In Part I of our thrilling look at my car being broken into, we left me standing at the car, staring dumbly at the wreckage of my passenger side window, having realized that the thief had left my camping stuff alone (quite possibly because he read my tales of camping and realized he should stick with hotels. Also, I assume it was a he, though I have nothing to support this conclusion, as (spoiler alert for the same thing I spoiled in Part I), the perpetrator of this crime has not yet been apprehended).
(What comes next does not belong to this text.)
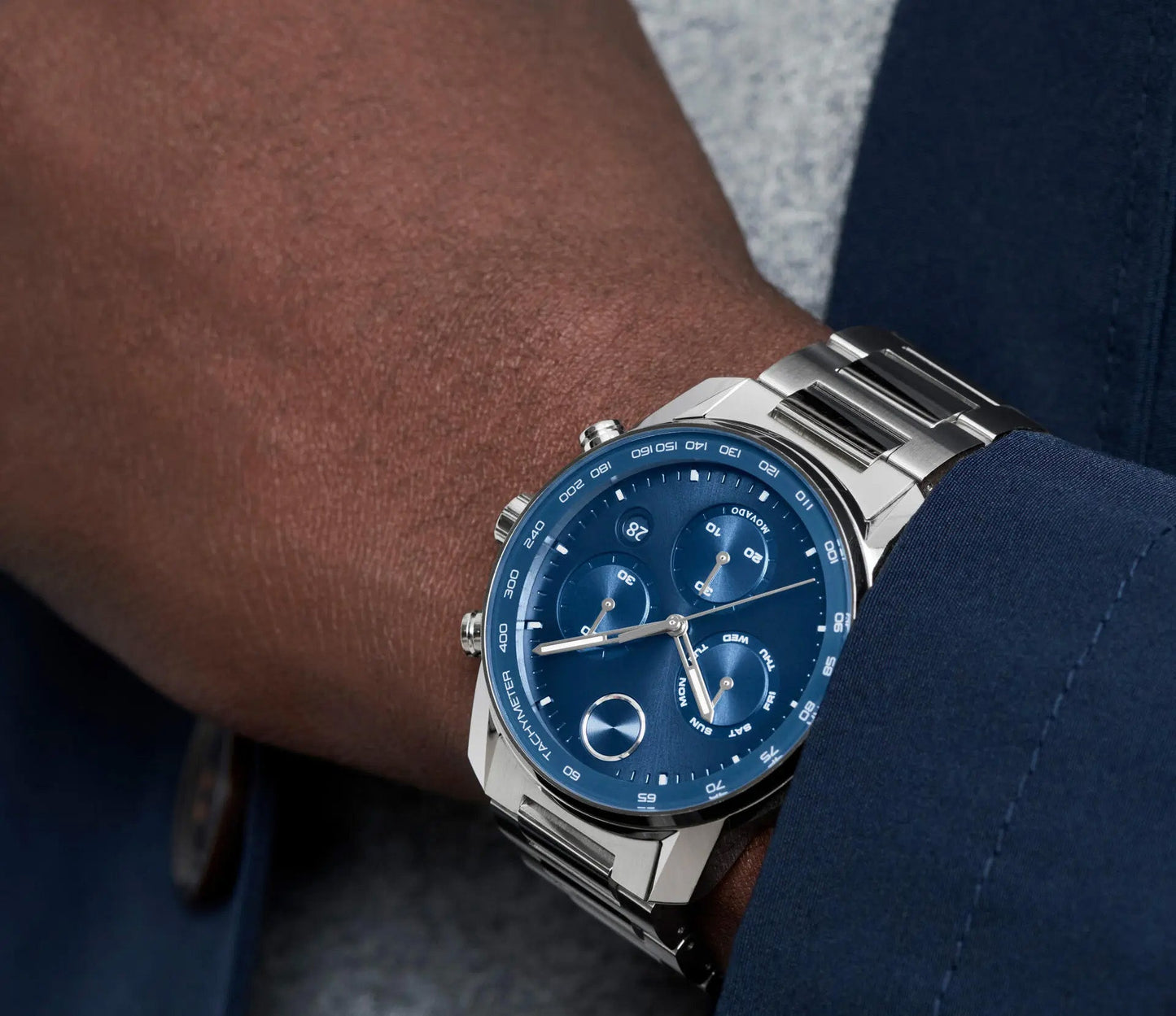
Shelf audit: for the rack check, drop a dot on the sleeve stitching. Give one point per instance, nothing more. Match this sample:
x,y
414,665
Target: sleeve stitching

After the initial shock of seeing my car sitting on a street with the door open and window broken, I came to one pretty obvious conclusion: I should not have left my iPod sitting out on the console, as I was pretty sure upon my glance into the car that it was the only thing missing from the car. And, quite likely, what had inspired the break in to start (then again, as my friend Kaylan reminded me later in the evening via text, I previously had someone break into my car (OK, not so much “break into my car” as “open up the unlocked door of the car and take stuff”), who took some random change and a bag of toiletries, while leaving an iPod sitting out on the exact same console. Thus, I had been lulled into a false sense of security with regard to thieves and iPods).
Two police officers were near the car; they had seen it had been broken into when they reported to work on the parade route, and were hoping to find the victim of the break-in (a.k.a., me). However, as they were working the parade, they couldn’t actually do anything other than act concerned and call in the crime, so they told me I would have to wait for a different police officer to arrive to get a report taken. After calling in the theft, and making sure that I was aware I should not touch anything, they walked the block over to the parade route, and left me to watch the crime scene.
Watching the crime scene quickly became story time, as it seemed nearly every person who came by and was at least somewhat sober (at Mardi Gras, this was maybe 25% of the passers-by) had a story to tell me of either (a) their car being broken into while at the parades, or (b) their car being stolen while at the parades. I quickly determined (a) that, of these options, I preferred the one that had happened to me, and (b) when people talk of crime in New Orleans, they evidently are not kidding.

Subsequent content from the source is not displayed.